Use (real) images of faces wherever you can to introduce people that are involved with the business (instead of names). When he says faces, faces, faces, he obviously is not referring to anonymous models that are too often found in stock images.
I agree with this approach, I just would like to give a word of caution/some comments. Each startup has a different set of 5 slides. Don’t just copy the ones Tim used. Rather look through the slides and see what Tim is doing.
His 5 slides have no story in themselves, they are pact with facts. Tim is telling the story himself, without slides. Only when he needs facts he reverts to slides. “Look at the credible team and investors we have” [Very dense slide packed with names, photos, and logos]. “See that there at the bottom? 75,000 i.s.o. 5,000 users per server, let me explain” “We’re on a roll” [Very dense slide with performance metrics], etc. The exception is slide 3, an abstract graphic that you can almost draw on a napkin to explain the key idea behind the business.
A chart concept I used yesterday in a client’s presentation to demonstrate the progress of personal computing technology over the past decade (technical details taken from this post by AdamH).

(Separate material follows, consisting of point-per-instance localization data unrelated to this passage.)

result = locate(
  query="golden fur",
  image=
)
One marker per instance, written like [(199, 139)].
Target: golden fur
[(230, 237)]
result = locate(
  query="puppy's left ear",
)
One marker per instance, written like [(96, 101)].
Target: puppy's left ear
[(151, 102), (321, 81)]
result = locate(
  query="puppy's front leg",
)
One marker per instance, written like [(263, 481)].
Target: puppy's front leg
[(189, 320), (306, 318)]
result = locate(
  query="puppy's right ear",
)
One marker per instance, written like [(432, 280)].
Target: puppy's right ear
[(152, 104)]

There is no point to construct complicated bar charts to compare the values of the technical specifications, they are similar (the point of the chart). Rather what is important, is to shrink the image of the iPhone so that it’s more or less to scale with the much bigger iMac.

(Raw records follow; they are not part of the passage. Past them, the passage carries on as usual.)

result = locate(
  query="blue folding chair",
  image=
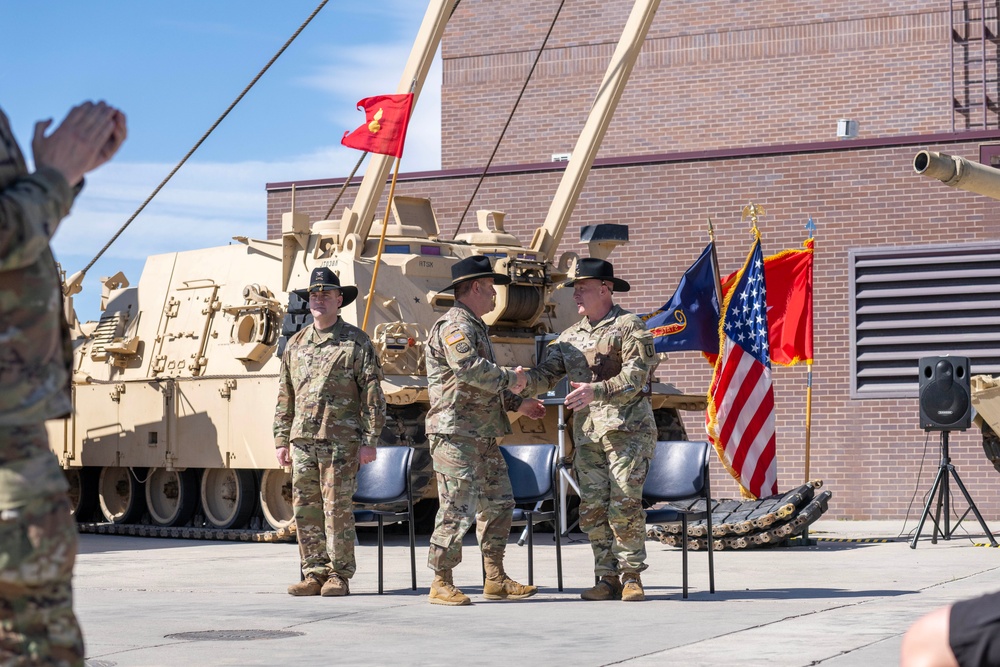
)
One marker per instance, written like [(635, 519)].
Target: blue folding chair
[(532, 471), (679, 471), (383, 486)]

I often use paintings as an inspiration for slide design. Sometimes you can actually use the actual painting itself, but more often, I use a painting to borrow a color scheme (earlier post).

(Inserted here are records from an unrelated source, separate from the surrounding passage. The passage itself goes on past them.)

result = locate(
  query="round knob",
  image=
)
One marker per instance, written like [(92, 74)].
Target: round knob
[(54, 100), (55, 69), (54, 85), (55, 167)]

There is a big problem with art books: it is hard to browse vast quantities of images quickly, slice and dice art works by artist, time, genre. A good painting requires time to appreciate, once you found it. However, the finding is the difficult bit.
The iPad is a wonderful device to navigate huge image data bases (earlier post). I am a bit late to discover Art Authority for iPad, an application that make this a reality for art. Over 1,000 (Western) artists, with each painting properly documented plus links to Wikipedia for more information.
Most art books show the same “greatest hits” paintings, not spending paper on less well-known works by artists, paper publications cut off the long tail. Not with Art Authority that shows works beyond the beaten path.
Stock images libraries are full of pictures of models that look towards the lens, but are not really look at you. The man in these ads does better than the woman (maybe the squinting, or his age), but it is hard to beat a painter’s ability to get those penetrating eyes.
The ads were taken from Ads of the World. The painting is “Girl resting on her arms” by Eugene Vidal (1847-1907), Oil on canvas, 47 x 59 cm.
A meeting of 2 generations yesterday, when I sat down with a retired graphics designer who spent his professional live designing logos and visual corporate identities (some of which are highly visible icons in the Israeli high street). He has not used a computer ever to support his design work, and is now focussing on art.
I opened my lap top and showed him some of my work. Some of the points he made:
“Each of your slides looks good and makes the point. The visual connection between them is weak though.” He suggested to put logos and/or other corporate graphics on each page. I do not agree with him, but he had a point that using images of paintings, “real photos” and stock images created a mixing of styles
“Each point does not need a slide.” I agree with him for live presentations, and I am actually retreating more and more from the avalanche of slides approach for these types of presentations. For an online presentation though, one slide per point is the way to go though
He showed me his own slide deck that an assistant prepared for him, mainly filled with copies of his own work (logos, paintings, building exteriors). What struck me is the breathing space around each slide. I also use a lot of white space in my slides, but keep the margin around the slide very small. Maybe time to change that.